Sister Jacintha Lobo knows the plight of street children in India from two sides - as a lawyer and advocate for street children in juvenile court and the nun superior or administrator of the Homes of Hope orphanage in Bangalore, India, which cares for 170 children.
She's traveling to Wilmington representing Homes of Hope to see dual art exhibits “My Passage to India,” and “Orphan Girls of India: From Streets to Safety” of photography by artist Arrow Ross, who recently spent six months in India. “My Passage to India,” opens 6-9 p.m. Feb. 22 at WHQR's M. C. Erny Gallery, 254 N. Front Street, 3rd Floor and continues through March 22. And “Orphan Girls of India: From Streets to Safety” opens at Acme Art Studios, 715 N. 5th Street, 6-9 p.m. Feb. 22, 6-9 p.m. Feb. 23 and 1-5 p.m. Feb. 24.
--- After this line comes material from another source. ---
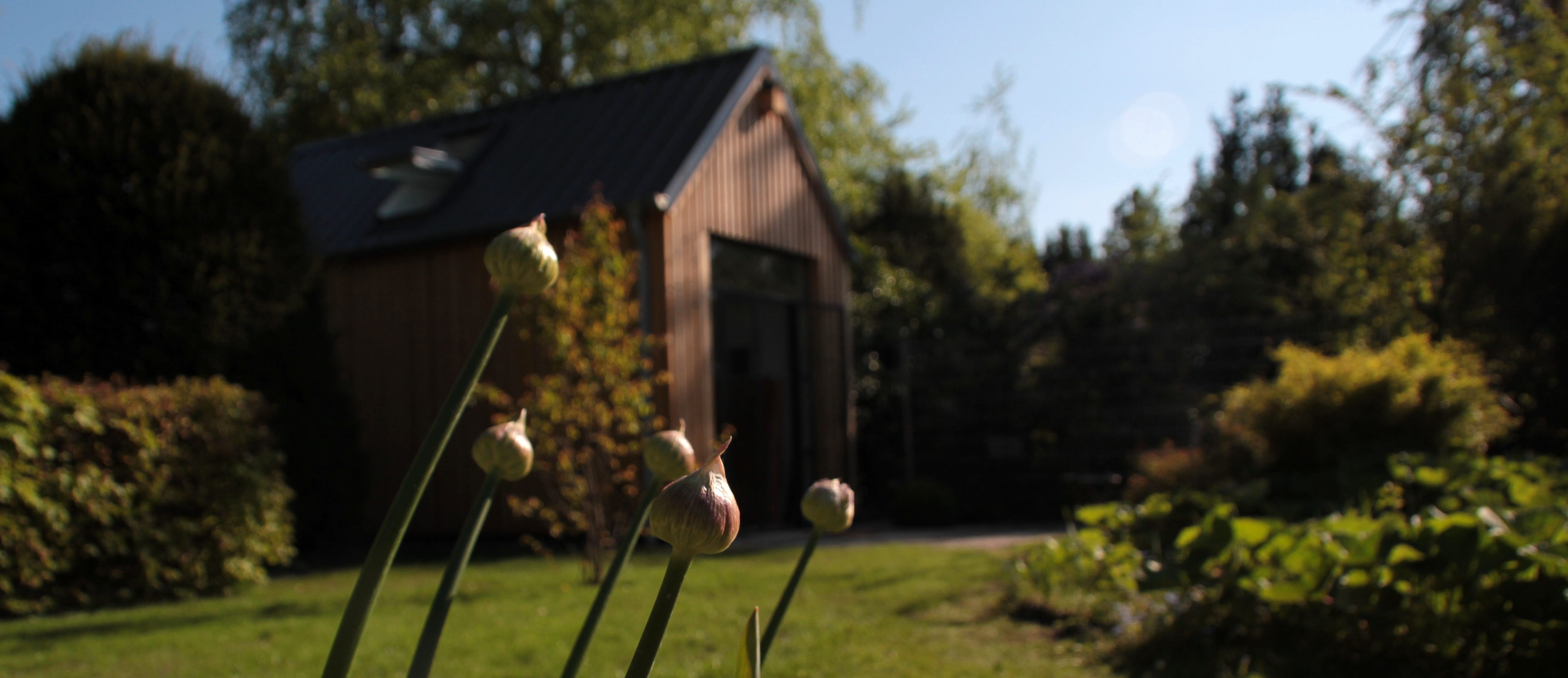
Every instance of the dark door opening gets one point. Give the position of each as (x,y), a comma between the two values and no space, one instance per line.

The exhibits support Homes of Hope India, a nonprofit based in Wilmington, that helps support the children in cooperation with the Salesian Sisters of Don Bosco, building three orphanages, which house 400 girls and supporting 18 schools that educate 10,000 children. National Geographic magazine featured Homes of Hope India founders Paul and Tracy Wilkes in an online issue last year.
Traveling with Sister Jacintha will be Shanthi Ravikumar, 19, and an orphan who became a child laborer. At age 14, she was rescued and came to live at the orphanage where she completed a home nursing course, beautician and tailoring courses and is now studying computer. The two will tour local Catholic churches and schools, speaking about their lives in India.